Reputation: 6361
I've often read that Ruby is a pure object oriented language since commands are typically given as messages passed to the object.
For example:
In Ruby one writes: "A".ord
to get the ascii code for A
and 0x41.chr
to emit the character given its ascii code.
This is in contrast to Python's: ord("A")
and chr(0x41)
So far so good --- Ruby's syntax is message passing.
But the apparent inconsistency appears when considering the string output command:
Now one has: puts str
or puts(str)
instead of str.puts
Given the pure object orientation expectation for Ruby's syntax, I would have expected the output command to be a message passed to the string object, i.e. calling a method from the string class, hence str.puts
Any explanations? Am I missing something?
Thanks
Upvotes: 2
Views: 288
Reputation: 168199
Printing something to somewhere at least involves two things: what is written and where it is written to. Depending on what you focus on, there can be different implementations, even in OOP. Besides that, Ruby has a way to make a method look more like a function (i.e., not being particularly tied to a receiver as in OOP) for methods that are used all over the place. So there are at least three logical options that could be thought of for such methods like printing.
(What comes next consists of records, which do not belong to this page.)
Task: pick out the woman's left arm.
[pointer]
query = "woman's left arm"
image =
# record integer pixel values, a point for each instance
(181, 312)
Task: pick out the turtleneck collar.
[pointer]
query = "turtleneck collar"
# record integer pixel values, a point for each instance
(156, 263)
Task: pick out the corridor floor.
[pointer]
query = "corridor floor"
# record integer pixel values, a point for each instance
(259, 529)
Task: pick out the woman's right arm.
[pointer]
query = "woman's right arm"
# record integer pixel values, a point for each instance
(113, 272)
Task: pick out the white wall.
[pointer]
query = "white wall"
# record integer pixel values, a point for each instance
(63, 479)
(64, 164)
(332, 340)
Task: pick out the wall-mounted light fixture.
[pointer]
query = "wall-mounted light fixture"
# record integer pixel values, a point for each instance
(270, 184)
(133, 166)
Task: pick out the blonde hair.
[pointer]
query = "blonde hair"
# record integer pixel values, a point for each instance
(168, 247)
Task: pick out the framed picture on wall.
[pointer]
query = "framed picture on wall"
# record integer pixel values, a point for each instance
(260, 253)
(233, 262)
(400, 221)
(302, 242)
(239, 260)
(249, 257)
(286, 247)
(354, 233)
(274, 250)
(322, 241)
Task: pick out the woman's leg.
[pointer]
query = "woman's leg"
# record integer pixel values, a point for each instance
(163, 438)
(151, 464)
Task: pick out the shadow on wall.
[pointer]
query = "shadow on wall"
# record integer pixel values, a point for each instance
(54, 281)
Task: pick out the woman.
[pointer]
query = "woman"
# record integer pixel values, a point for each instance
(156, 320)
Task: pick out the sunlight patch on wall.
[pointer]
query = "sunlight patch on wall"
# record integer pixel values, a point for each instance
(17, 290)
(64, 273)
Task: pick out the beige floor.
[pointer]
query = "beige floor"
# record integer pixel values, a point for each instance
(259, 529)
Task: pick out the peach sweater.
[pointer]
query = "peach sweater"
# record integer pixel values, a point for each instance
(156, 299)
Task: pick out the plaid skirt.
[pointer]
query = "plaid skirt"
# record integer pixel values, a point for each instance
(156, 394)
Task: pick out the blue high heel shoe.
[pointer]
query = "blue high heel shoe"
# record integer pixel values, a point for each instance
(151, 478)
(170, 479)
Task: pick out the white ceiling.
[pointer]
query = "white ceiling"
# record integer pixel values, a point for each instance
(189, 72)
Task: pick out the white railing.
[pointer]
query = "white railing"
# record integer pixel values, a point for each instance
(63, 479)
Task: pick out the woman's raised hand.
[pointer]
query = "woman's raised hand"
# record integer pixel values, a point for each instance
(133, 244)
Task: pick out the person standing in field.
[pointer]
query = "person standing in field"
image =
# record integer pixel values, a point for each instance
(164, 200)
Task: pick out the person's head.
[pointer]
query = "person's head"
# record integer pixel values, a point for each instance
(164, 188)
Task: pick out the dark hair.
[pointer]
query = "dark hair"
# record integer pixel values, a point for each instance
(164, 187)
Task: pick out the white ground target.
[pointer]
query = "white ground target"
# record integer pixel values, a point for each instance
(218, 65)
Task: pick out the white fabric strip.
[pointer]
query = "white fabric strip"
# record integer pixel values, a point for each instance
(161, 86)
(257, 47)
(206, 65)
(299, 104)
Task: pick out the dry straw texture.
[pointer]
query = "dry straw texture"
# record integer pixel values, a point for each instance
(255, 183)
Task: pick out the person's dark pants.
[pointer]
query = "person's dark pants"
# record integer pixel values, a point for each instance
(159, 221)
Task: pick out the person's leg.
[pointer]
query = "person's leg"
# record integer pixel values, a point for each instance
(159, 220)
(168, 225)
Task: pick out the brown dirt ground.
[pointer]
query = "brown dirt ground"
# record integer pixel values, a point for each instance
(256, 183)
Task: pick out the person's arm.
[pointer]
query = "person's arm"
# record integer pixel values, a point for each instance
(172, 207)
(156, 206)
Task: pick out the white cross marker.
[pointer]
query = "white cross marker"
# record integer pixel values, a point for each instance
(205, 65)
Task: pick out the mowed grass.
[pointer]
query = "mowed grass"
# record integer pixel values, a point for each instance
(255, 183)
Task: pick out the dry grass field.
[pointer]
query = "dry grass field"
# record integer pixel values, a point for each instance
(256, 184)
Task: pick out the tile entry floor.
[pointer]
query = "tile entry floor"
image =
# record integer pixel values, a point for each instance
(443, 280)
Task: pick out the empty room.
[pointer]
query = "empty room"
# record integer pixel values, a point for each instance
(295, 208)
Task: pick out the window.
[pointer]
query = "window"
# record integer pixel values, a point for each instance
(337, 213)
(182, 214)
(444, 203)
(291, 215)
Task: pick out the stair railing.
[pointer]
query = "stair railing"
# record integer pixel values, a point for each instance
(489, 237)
For the second option, IO#write
is one example; The receiver is the destination of writing.
The puts
without an explicit receiver is actually Kernel#puts
, and takes neither of the two as the arguments; it is an example of the third option; you are correct to point out that this is not so OOP, but Matz especially provided the Kernel
module to be able to do things like this: a function-style method.
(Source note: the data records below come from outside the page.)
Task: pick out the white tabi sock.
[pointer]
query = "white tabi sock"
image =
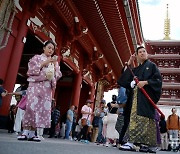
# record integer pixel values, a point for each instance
(31, 134)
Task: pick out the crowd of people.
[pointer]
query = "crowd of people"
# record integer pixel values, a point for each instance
(128, 122)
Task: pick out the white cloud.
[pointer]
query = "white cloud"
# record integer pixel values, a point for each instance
(153, 13)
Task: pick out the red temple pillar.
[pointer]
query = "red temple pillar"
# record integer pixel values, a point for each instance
(13, 67)
(92, 95)
(77, 89)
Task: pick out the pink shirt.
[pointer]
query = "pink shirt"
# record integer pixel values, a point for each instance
(85, 108)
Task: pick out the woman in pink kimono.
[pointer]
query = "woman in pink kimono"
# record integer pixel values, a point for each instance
(43, 72)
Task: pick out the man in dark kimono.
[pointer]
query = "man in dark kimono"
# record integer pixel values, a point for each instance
(142, 127)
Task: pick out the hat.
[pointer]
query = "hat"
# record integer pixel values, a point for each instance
(89, 101)
(103, 101)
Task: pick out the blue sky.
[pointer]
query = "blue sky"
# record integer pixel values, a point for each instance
(153, 13)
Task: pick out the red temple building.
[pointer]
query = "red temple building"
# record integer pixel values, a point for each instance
(94, 39)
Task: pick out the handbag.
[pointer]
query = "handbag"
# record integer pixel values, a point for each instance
(22, 103)
(84, 122)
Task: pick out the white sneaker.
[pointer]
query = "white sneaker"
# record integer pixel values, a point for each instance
(107, 144)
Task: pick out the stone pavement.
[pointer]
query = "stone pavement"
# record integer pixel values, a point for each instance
(10, 145)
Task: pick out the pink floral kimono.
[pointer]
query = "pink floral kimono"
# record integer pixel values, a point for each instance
(39, 93)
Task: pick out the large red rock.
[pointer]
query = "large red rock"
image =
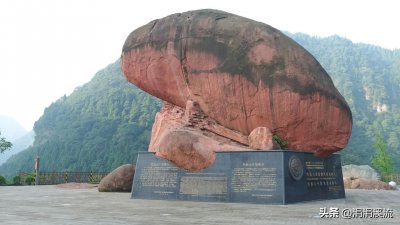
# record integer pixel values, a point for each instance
(243, 74)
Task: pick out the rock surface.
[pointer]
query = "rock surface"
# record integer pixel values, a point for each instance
(119, 180)
(362, 183)
(240, 75)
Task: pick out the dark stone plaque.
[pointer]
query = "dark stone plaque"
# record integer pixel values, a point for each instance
(266, 177)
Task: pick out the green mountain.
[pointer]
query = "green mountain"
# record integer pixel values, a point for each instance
(19, 145)
(102, 124)
(11, 129)
(368, 77)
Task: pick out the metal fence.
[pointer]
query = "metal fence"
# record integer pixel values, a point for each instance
(67, 177)
(50, 178)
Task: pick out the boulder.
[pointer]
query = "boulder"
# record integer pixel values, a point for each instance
(119, 180)
(262, 138)
(240, 75)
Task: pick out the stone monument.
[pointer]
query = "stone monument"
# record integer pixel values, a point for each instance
(234, 88)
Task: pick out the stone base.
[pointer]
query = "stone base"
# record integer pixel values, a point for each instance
(264, 177)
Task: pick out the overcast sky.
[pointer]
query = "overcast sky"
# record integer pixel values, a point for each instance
(49, 47)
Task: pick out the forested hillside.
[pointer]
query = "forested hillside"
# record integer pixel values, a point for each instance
(102, 124)
(369, 78)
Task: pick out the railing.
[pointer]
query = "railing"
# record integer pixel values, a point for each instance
(50, 178)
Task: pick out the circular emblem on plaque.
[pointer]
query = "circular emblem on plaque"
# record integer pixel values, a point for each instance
(295, 168)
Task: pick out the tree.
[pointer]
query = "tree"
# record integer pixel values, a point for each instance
(4, 144)
(382, 159)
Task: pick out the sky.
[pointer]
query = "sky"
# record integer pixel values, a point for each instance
(50, 47)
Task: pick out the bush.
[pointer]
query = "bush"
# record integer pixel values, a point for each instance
(29, 180)
(3, 180)
(17, 180)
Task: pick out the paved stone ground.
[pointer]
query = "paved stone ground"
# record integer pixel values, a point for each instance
(53, 205)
The first option is what you are expecting; it is nothing wrong. It happens that there is no well known method of this type, but it was proposed in the Ruby core by one of the developers, but unfortunately, it did not make it. Actually, I felt the same thing as you, and have something similar in my personal library called Object#intercept
. A simplified version is this:
class Object
def intercept
tap{|x| p x}
end
end
:foo.intercept # => :foo
You can replace p
with puts
if you want.
Upvotes: 0
Reputation: 230461
I would have expected the output command to be a message passed to the string object, i.e. calling a method from the string class, hence str.puts
This is incorrect expectation, let's start with that. Why would you tell a string to puts
itself? What would it print itself to? It knows nothing (and should know nothing) of files, I/O streams, sockets and other places you can print things to.
When you say puts str
, it's actually seen as self.puts str
(implicit receiver). That is, the message is sent to the current object.
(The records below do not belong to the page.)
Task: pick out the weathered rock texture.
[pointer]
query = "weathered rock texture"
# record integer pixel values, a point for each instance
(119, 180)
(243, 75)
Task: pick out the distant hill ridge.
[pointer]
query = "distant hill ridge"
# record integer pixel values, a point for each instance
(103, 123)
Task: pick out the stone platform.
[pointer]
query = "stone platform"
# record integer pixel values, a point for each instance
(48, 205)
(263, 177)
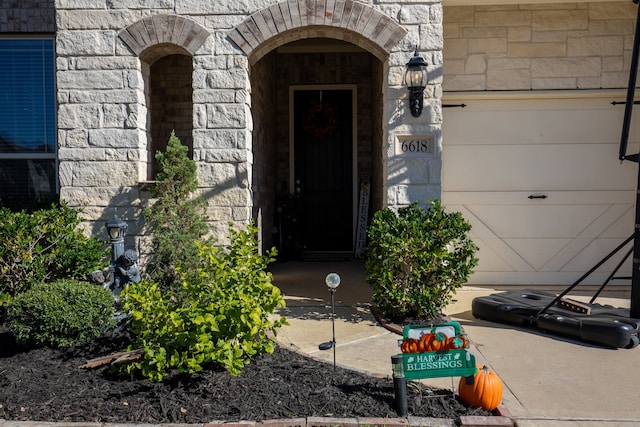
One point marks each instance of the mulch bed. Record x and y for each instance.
(48, 385)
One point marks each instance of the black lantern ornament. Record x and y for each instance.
(416, 79)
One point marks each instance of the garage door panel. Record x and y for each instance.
(535, 167)
(594, 251)
(496, 154)
(542, 122)
(538, 253)
(539, 221)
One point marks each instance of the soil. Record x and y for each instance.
(48, 385)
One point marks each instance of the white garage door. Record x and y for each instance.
(540, 181)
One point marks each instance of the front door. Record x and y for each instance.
(323, 171)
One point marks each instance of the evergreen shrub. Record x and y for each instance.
(44, 246)
(416, 259)
(60, 314)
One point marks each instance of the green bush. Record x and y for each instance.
(417, 258)
(176, 217)
(60, 314)
(223, 317)
(44, 246)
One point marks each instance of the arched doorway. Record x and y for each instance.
(317, 135)
(292, 45)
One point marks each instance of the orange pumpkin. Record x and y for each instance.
(485, 392)
(432, 342)
(455, 343)
(409, 345)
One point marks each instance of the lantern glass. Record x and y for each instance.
(416, 74)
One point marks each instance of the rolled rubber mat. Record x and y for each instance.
(604, 325)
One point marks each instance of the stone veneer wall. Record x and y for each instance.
(538, 46)
(27, 16)
(104, 50)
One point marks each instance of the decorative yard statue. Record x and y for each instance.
(125, 271)
(123, 268)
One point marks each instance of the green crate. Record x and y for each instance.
(436, 364)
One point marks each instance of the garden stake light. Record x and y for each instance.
(333, 281)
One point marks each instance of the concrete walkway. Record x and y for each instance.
(549, 380)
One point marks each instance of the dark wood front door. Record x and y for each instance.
(323, 153)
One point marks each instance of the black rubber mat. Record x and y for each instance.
(604, 325)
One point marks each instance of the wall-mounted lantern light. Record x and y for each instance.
(416, 79)
(116, 229)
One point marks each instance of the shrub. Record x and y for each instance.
(44, 246)
(176, 218)
(60, 314)
(416, 259)
(223, 317)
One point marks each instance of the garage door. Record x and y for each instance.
(540, 181)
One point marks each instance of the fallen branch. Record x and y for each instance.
(115, 358)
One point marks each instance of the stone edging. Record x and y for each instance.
(465, 421)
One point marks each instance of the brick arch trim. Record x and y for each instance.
(290, 20)
(186, 36)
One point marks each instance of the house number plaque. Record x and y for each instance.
(415, 145)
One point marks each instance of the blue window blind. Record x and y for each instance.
(27, 122)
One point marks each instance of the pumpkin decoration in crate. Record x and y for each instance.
(483, 390)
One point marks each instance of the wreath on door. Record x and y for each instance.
(320, 120)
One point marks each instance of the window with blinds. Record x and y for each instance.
(28, 168)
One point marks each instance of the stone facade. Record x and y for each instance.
(117, 97)
(108, 119)
(554, 46)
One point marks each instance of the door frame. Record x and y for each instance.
(354, 142)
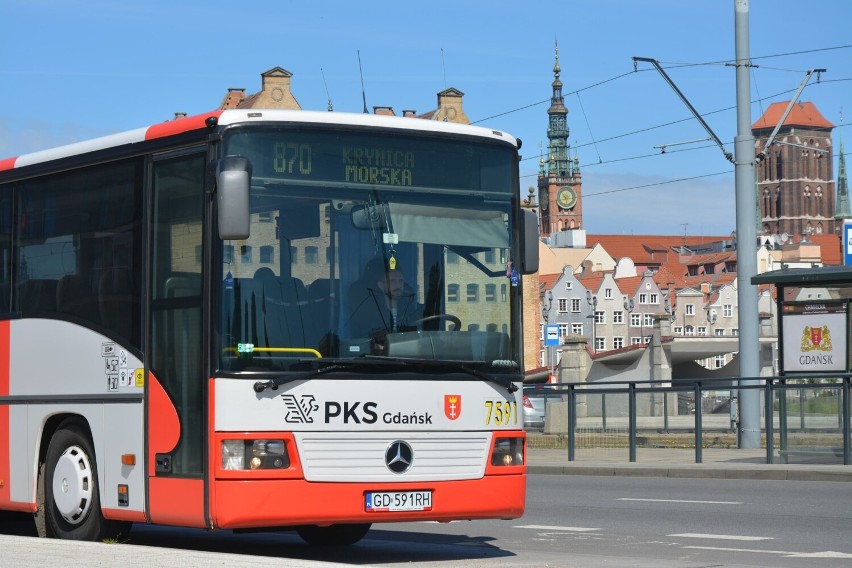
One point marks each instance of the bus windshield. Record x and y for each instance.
(369, 243)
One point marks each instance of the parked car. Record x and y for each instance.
(535, 406)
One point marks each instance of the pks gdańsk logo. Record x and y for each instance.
(452, 406)
(299, 410)
(816, 339)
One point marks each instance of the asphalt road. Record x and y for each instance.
(571, 521)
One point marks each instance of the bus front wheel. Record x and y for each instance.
(333, 535)
(69, 505)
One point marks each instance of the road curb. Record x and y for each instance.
(698, 471)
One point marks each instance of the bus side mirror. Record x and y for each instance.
(233, 181)
(529, 232)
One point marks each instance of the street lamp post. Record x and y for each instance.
(545, 315)
(593, 302)
(628, 306)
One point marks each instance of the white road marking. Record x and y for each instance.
(682, 501)
(823, 554)
(555, 528)
(720, 536)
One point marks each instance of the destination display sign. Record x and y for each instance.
(375, 160)
(815, 336)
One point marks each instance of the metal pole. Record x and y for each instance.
(631, 417)
(847, 459)
(698, 432)
(572, 422)
(767, 417)
(746, 198)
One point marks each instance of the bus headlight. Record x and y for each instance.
(254, 454)
(508, 451)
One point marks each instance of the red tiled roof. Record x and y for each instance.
(829, 248)
(802, 114)
(639, 249)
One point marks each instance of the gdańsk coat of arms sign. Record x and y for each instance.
(808, 331)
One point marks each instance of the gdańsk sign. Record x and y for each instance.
(814, 337)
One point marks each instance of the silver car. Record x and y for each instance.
(535, 406)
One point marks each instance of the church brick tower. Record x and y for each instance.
(559, 182)
(795, 184)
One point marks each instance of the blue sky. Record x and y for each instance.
(74, 70)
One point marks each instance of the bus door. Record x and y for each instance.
(175, 405)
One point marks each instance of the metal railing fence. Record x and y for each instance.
(800, 416)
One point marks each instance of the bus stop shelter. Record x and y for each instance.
(814, 309)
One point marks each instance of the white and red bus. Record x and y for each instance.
(264, 320)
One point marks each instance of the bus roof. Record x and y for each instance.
(237, 116)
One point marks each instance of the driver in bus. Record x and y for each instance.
(384, 303)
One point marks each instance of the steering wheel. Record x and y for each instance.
(437, 317)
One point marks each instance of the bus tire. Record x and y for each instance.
(69, 504)
(333, 535)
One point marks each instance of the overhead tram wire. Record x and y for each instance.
(655, 184)
(673, 66)
(671, 123)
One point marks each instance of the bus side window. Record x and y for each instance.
(5, 248)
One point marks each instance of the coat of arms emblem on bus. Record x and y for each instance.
(299, 409)
(452, 406)
(816, 338)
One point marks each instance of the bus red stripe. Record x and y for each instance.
(172, 127)
(7, 163)
(5, 471)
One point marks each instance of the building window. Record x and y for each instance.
(452, 292)
(473, 292)
(311, 255)
(490, 292)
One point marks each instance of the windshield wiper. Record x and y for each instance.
(342, 365)
(463, 366)
(326, 366)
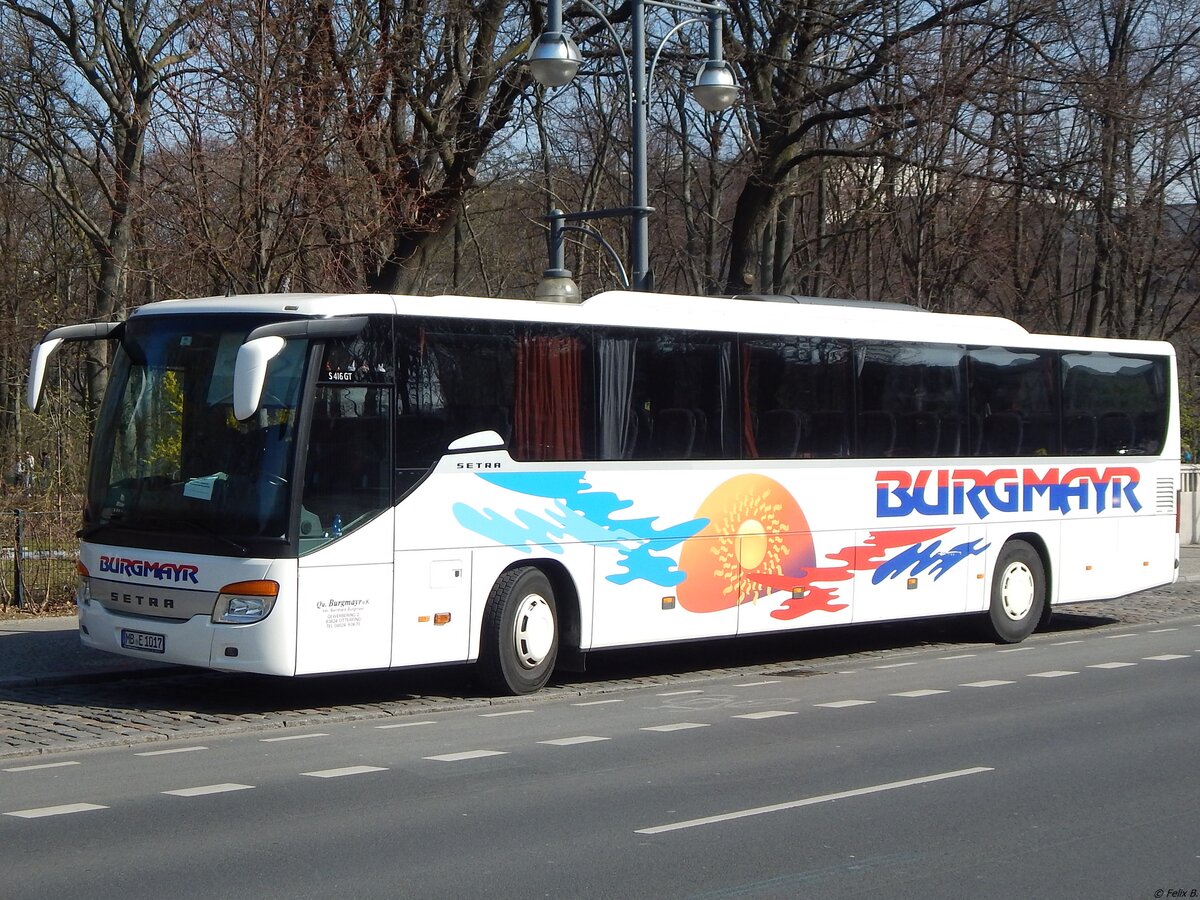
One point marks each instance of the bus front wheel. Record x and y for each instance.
(520, 634)
(1018, 593)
Now, all objects include Kernel
module. Therefore, all objects have Kernel#puts in their lists of methods. Any object can puts
(including current object, self
).
As the doc says,
puts str
is translated to
$stdout.puts str
That is, by default, the implementation is delegated to standard output (print to console). If you want to print to a file or a socket, you have to invoke puts
on an instance of file or socket classes. This is totally OO.
Upvotes: 8
Reputation: 327
puts is a method on an output streams e.g.
$stdout.puts("this", "is", "a", "test")
Upvotes: 2
Reputation: 62668
Ruby isn't entirely OO (for example, methods are not objects), but in this case, it is. puts
is Kernel#puts
, which is shorthand for $stdout.puts
. That is, you're calling the puts
method of the $stdout
stream and passing a string as the parameter to be output to the stream. So, when you call
puts "foo"
You're really calling:
$stdout.puts("foo")
Which is entirely consistent with OO.